Der Fehler liegt im System
Der Grund für den Informationsverlust bei der sektorenübergreifenden Arzneimitteltherapie liegt im System. So ist bisher nicht sichergestellt, dass Fachärzte immer den behandelnden Hausarzt informieren, wenn sie ein Arzneimittel verordnen. Das führt zu unvollständigen Medikationsplänen. Bei der Aufnahme im Krankenhaus ist Zeitmangel ein Problem. "Etwa die Hälfte unserer Patienten wird nicht geplant, sondern als Notfall eingeliefert. Mir liegen keine Unterlagen vor, aus denen ersichtlich wäre, welche Vorerkrankungen die Patienten haben und welche Arzneimittel sie einnehmen. Um das alles zu erfassen, bleiben mir im Schnitt zehn bis 15 Minuten“, sagt Dr. Stefan Reinecke, Ärztlicher Direktor und Chefarzt am Stuttgarter Marienhospital. Hier wäre ein vollständiger BMP hilfreich. Seit 2018 kann dieser auf der elektronischen Gesundheitskarte (eGK) gespeichert werden. Aber nur, wenn der Patient dies wünscht. "Wünscht der Patient das nicht, dann können uns Ärzten wichtige Informationen vorenthalten werden. An dieser Stelle macht uns auch die mangelhafte Digitalisierung des Gesundheitswesens einen Strich durch die Rechnung. Denn die Kliniken können den Medikationsplan auf der eGK momentan weder auslesen noch pflegen", so Reinecke. Hier soll das Krankenhauszukunftsgesetz Abhilfe schaffen, in dessen Rahmen Bund und Länder den Kliniken bis zu 4,3 Milliarden Euro für moderne Notfallkapazitäten, die Digitalisierung und ihre IT-Sicherheit zur Verfügung stellen.

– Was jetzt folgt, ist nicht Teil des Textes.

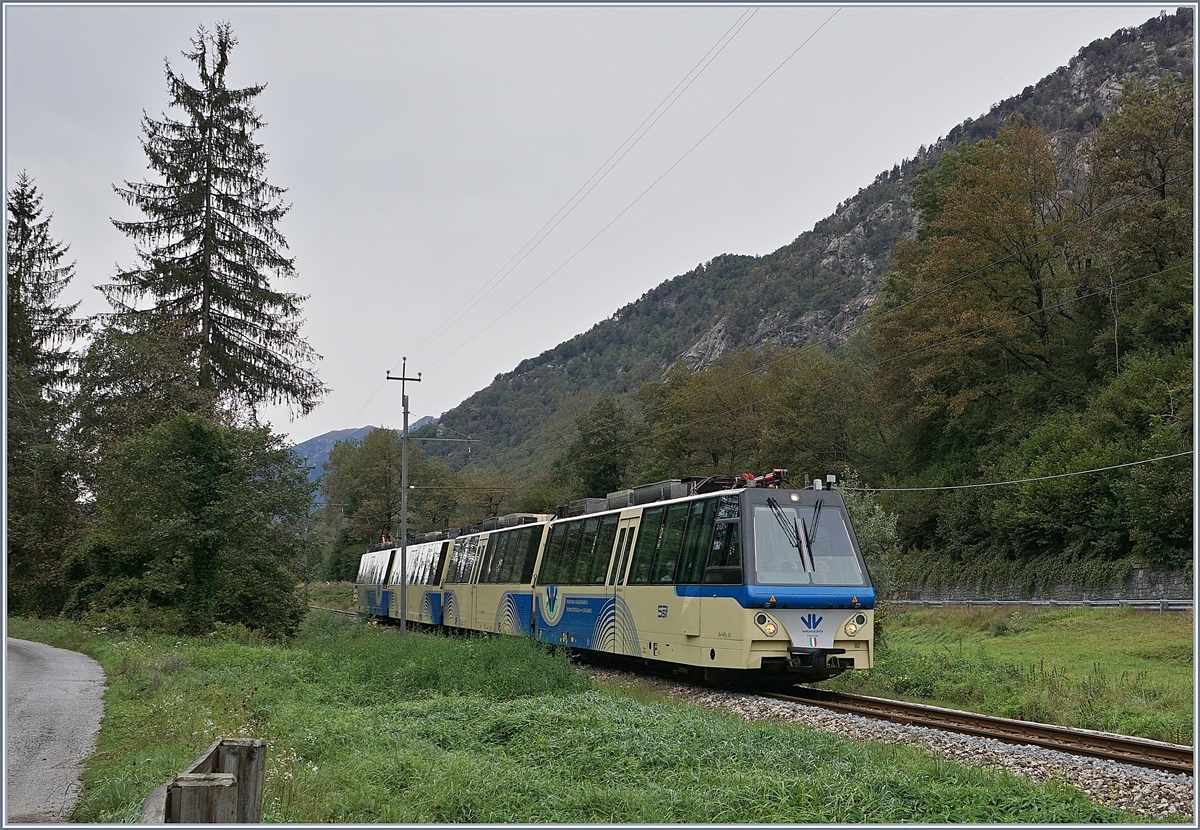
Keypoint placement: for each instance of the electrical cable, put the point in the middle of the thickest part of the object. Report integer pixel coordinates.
(723, 41)
(865, 322)
(635, 137)
(796, 389)
(1017, 481)
(639, 198)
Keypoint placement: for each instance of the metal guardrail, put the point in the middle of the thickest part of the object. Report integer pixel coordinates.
(1152, 605)
(223, 786)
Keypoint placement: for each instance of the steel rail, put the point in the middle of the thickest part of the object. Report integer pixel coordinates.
(1140, 751)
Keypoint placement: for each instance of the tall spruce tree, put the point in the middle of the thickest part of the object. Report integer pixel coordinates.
(43, 516)
(210, 242)
(40, 331)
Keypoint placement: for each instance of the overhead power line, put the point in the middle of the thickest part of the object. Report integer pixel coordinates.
(868, 320)
(593, 180)
(1018, 481)
(793, 390)
(601, 172)
(639, 198)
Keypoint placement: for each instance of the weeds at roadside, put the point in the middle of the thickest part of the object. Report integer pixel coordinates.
(365, 727)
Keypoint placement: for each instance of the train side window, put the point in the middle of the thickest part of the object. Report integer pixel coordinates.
(696, 541)
(670, 543)
(454, 570)
(603, 554)
(514, 555)
(503, 555)
(489, 564)
(531, 545)
(621, 543)
(549, 575)
(725, 558)
(421, 565)
(587, 549)
(647, 542)
(443, 557)
(570, 552)
(477, 560)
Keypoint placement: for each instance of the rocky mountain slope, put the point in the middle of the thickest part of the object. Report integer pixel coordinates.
(815, 289)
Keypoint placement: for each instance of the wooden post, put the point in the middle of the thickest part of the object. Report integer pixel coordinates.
(204, 798)
(246, 759)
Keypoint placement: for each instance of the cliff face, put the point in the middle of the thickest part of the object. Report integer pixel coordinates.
(814, 289)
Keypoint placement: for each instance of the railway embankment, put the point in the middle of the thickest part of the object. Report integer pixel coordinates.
(365, 726)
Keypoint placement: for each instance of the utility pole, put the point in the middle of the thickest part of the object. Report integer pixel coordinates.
(403, 495)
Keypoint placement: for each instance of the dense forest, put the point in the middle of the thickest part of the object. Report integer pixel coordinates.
(814, 290)
(1013, 305)
(142, 491)
(995, 337)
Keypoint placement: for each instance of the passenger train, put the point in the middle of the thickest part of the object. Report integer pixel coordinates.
(723, 577)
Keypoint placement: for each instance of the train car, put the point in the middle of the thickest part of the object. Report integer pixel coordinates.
(721, 577)
(371, 594)
(743, 579)
(474, 578)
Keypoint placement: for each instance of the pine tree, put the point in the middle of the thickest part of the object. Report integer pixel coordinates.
(40, 332)
(42, 511)
(210, 244)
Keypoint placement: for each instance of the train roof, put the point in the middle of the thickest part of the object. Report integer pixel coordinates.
(634, 497)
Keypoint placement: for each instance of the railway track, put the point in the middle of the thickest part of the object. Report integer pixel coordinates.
(1156, 755)
(1140, 751)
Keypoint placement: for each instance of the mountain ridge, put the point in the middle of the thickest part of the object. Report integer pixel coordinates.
(814, 289)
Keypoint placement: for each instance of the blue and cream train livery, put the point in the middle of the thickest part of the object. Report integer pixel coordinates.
(735, 576)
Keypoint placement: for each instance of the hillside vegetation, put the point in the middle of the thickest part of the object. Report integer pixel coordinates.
(814, 290)
(1014, 305)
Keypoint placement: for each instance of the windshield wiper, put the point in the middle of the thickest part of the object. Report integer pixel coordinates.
(816, 517)
(796, 533)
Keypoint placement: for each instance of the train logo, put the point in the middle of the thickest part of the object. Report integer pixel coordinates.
(508, 618)
(551, 607)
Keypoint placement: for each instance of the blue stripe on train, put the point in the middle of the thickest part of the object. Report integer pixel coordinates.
(786, 596)
(515, 614)
(577, 626)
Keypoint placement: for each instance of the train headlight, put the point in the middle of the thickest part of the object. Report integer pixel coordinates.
(853, 624)
(766, 624)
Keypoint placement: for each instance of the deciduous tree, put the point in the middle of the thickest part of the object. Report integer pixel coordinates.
(199, 523)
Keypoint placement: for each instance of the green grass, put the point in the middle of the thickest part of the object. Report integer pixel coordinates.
(363, 726)
(1111, 669)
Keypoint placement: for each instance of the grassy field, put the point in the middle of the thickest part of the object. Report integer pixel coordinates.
(363, 726)
(1113, 669)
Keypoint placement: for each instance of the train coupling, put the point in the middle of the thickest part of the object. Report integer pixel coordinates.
(802, 659)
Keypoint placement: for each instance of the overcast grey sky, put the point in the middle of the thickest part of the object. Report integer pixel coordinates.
(424, 145)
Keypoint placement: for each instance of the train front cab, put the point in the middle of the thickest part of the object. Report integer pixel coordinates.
(708, 582)
(808, 589)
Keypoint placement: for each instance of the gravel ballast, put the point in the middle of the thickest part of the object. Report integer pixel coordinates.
(1138, 789)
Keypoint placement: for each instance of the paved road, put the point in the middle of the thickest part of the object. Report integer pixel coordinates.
(54, 704)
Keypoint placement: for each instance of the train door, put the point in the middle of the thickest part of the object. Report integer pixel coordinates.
(625, 533)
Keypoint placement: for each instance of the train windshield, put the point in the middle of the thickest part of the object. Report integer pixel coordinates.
(804, 545)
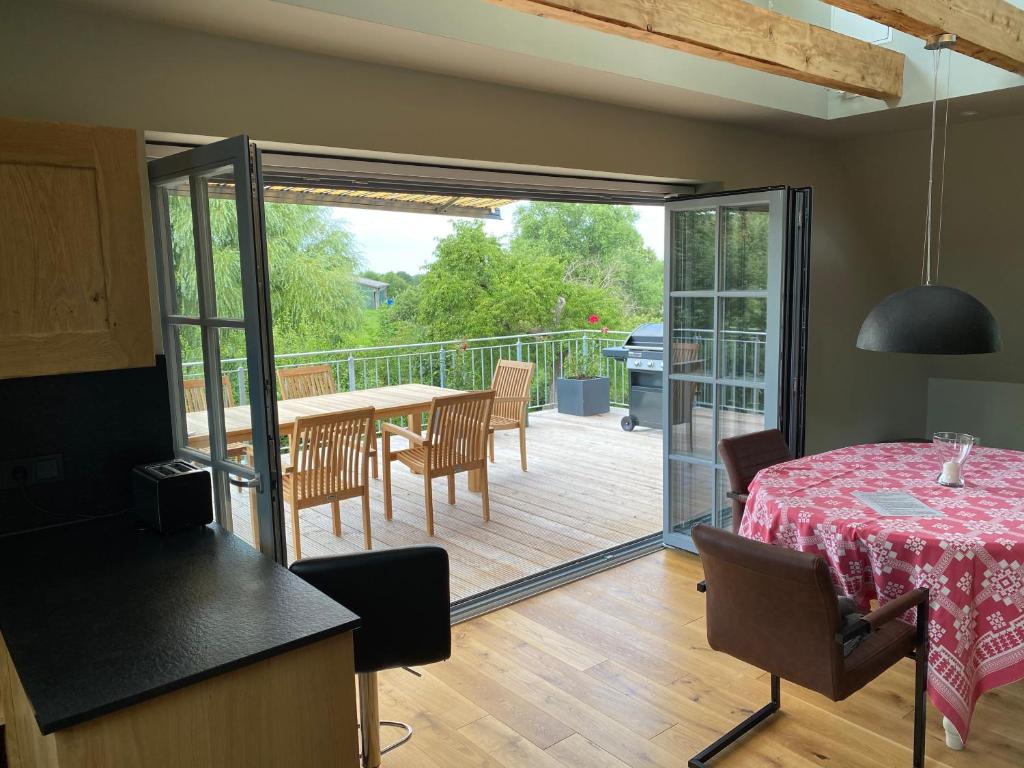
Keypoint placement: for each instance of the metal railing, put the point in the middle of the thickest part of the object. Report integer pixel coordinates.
(469, 364)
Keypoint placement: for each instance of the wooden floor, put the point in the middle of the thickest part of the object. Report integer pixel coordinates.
(614, 671)
(590, 486)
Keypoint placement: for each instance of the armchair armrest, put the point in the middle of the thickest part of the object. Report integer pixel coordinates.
(895, 608)
(415, 439)
(880, 616)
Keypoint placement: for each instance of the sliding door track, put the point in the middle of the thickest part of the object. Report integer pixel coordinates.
(520, 589)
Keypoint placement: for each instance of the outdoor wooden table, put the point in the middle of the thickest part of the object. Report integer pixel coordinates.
(411, 400)
(970, 554)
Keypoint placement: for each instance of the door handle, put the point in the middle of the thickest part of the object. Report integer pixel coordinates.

Digitalisierung nutzen, um die Arzneimitteltherapie sicherer zu machen
Auch bei der Entlassung aus dem Krankenhaus hakt die Informationsweitergabe. 41,5 Prozent der Barmer-Versicherten aus Baden-Württemberg wurde im Krankenhaus ein neuer Wirkstoff verordnet. Hochgerechnet auf die Bevölkerung war das demnach bei mehr als 500.000 baden-württembergischen Männern und Frauen der Fall, davon waren etwa 260.000 älter als 65 Jahre. In der Umfrage der Krankenkasse gaben 30 Prozent der Befragten an, dass ihnen die neue Medikation nicht erklärt wurde. Etwas mehr als ein Drittel hatte in der Klinik keinen aktualisierten Medikationsplan erhalten. Um die Informationsweitergabe zu verbessern, hat die Barmer im Oktober mit zahlreichen Partnern das Innovationsfondsprojekt TOP ("Transsektorale Optimierung der Patientensicherheit") gestartet. Dabei stellt die Kasse den Klinikärzten und Krankenhausapothekern alle behandlungsrelevanten Informationen in Echtzeit zur Verfügung, sofern die Patienten ihr Einverständnis gegeben haben. Dazu gehören Vorerkrankungen und eine Liste aller verordneten Arzneimittel. Den Patienten wird durch Apotheker und Krankenhausarzt die Therapie erklärt und bei der Entlassung wird der Medikationsplan vervollständigt oder erstellt, sofern noch nicht vorhanden. Plötze: "Durch die Nutzung von Krankenkassendaten können Behandlungsfehler vermieden werden. In diesem Projekt nutzen wir die Digitalisierung, um alle Beteiligten zu vernetzen. Das verstehe ich unter sektorenübergreifender Versorgung."